Archive for January 2nd, 2016

Alors que la Finlande a annoncé récemment sa volonté d’expérimenter un revenu universel de base, le député Les Républicains Frédéric Lefebvre plaide pour la mise en place d’une mesure similaire en France afin d’éradiquer la pauvreté.

L’idée n’est pas nouvelle mais le député Les RépublicainsFrédéric Lefebvre est bien décidé à remettre sur les rails le concept d’une allocation universelle. Le principe se veut simple et efficace, selon ses partisans : le remplacement de l’ensemble des aides sociales par une allocation universelle mensuelle versée dès la naissance et comprise entre 500 et 1 000 euros permettrait d’éradiquer la pauvreté en France.

“C’est une question de bon sens mais qui devient maintenant une urgence compte tenu de l’évolution de la société, a affirmé Frédéric Lefebvre, lors d’un entretien à France 24, dimanche 3 janvier. Nous avons actuellement un système qui ne fonctionne plus. Depuis 40 ans, nous votons chaque année un budget en déficit. Or le seul moyen d’éradiquer la pauvreté avec un système moderne, c’est en inventant un nouveau modèle qui permettrait à chacun de se construire, de se former, de s’investir dans des projets et d’entreprendre. L’allocation universelle n’éloignerait pas les gens du travail comme peuvent le craindre certains. Au contraire, elle les en rapprocherait.”

En réalité, la notion de revenu de base est loin d’être moderne. Les philosophes Thomas More, dès le XVIe siècle, et Thomas Paine, au XVIIIe siècle, l’évoquaient déjà. Des personnalités aussi différentes que Napoléon, Martin Luther King ou Milton Friedman ont également émis des idées proches. Au Canada, le système a même été testé localement dans les années 1970.

Plus récemment en France, Christine Boutin, Dominique de Villepin ou encore Europe-Écologie-Les-Verts ont aussi fait des propositions en ce sens. Mais celles-ci n’ont jamais dépassé ce stade. L’ancien secrétaire d’État au Commerce espère donc faire mieux et demande au gouvernement de mettre sur pied un groupe de travail qui permettrait de chiffrer la mise en œuvre d’une telle mesure. Selon lui, “il y a une opportunité exceptionnelle de se lancer aujourd’hui puisque d’autres pays font cette expérimentation”.

Quarante ans après le Canada, le gouvernement finlandais vient en effet d’annoncer, fin novembre, qu’il espérait verser un revenu de base de 800 euros par mois à un échantillon de sa population à partir de 2017. Son Premier ministre, Juha Sipilä, a confié au directeur de recherche de l’institution gérant les aides sociales en Finlande, Olli Kangas, le soin de travailler sur cette expérimentation et de faire des propositions d’ici novembre 2016.

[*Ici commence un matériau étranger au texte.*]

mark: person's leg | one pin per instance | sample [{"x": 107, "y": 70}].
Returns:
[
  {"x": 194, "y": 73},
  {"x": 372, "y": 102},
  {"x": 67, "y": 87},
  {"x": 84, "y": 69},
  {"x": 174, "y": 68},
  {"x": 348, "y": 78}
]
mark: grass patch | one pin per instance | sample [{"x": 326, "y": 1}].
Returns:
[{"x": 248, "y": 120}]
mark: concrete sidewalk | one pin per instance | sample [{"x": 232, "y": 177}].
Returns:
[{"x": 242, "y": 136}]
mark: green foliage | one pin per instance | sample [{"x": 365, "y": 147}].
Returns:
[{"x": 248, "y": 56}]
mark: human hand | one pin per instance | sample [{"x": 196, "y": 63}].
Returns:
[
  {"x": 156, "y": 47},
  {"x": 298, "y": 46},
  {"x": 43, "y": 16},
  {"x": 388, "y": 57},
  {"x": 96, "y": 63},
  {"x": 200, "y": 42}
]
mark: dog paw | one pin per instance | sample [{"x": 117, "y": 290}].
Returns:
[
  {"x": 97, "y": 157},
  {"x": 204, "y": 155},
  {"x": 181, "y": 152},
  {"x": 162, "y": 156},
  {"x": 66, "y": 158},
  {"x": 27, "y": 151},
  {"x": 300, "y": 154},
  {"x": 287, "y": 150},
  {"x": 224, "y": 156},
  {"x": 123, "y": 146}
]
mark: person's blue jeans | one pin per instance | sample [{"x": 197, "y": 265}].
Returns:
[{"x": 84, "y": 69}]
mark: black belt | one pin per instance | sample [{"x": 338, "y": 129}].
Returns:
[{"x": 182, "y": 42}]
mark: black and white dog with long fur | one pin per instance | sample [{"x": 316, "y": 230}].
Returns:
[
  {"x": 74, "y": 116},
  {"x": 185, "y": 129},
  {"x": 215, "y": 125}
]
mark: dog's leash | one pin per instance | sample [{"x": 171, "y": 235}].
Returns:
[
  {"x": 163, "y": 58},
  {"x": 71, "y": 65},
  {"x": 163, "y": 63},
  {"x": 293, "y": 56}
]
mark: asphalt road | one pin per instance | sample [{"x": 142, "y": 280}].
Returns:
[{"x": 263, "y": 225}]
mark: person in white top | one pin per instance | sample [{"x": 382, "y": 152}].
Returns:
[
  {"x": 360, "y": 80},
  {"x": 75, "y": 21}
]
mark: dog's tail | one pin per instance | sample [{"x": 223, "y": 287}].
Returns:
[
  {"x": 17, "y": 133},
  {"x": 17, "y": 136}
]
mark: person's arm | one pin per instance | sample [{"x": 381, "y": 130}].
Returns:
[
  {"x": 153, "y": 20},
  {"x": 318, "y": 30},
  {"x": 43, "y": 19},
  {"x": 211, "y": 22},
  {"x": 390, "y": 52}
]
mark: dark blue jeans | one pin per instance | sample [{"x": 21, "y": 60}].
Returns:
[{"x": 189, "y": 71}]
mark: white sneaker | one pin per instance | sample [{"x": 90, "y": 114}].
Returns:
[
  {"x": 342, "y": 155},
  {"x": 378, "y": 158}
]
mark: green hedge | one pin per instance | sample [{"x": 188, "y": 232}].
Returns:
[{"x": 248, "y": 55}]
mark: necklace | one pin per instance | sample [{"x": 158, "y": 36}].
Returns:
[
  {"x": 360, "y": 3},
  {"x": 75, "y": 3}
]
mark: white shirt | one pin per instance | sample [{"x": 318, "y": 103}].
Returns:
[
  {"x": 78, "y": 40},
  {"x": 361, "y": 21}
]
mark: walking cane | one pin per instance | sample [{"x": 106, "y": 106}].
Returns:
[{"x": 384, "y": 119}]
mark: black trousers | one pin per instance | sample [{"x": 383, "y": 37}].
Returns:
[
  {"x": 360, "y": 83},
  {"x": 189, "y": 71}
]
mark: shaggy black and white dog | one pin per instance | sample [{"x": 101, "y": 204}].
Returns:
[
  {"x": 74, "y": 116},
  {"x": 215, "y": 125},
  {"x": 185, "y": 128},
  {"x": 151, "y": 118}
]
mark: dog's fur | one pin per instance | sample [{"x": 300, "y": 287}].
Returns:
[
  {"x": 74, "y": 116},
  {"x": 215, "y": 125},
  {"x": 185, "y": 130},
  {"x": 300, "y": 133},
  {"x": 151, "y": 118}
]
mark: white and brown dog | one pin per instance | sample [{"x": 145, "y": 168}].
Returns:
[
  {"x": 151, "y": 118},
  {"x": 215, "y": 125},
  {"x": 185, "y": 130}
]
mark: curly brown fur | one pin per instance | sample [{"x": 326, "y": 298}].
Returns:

Éradiquer la pauvreté en faisant des économies

Selon Olli Kangas, cité par le site d’information américain FastCoexist.com, remplacer l’ensemble des prestations sociales par un revenu de base aurait un triple intérêt : adapter le système d’aides sociales à l’évolution du marché du travail, où le statut de salarié à plein temps pour une seule et même entreprise tendrait à disparaître ; inciter les demandeurs d’emploi qui feraient preuve de manque de volonté à fournir davantage d’efforts dans leurs recherches, puisque le revenu de base serait inférieur aux allocations chômage ; et enfin réduire la bureaucratie – c’est-à-dire le nombre de fonctionnaires – en charge de la gestion de l’ensemble des aides sociales existantes, ce qui aurait pour effet, selon le directeur de recherche, d’engendrer des économies.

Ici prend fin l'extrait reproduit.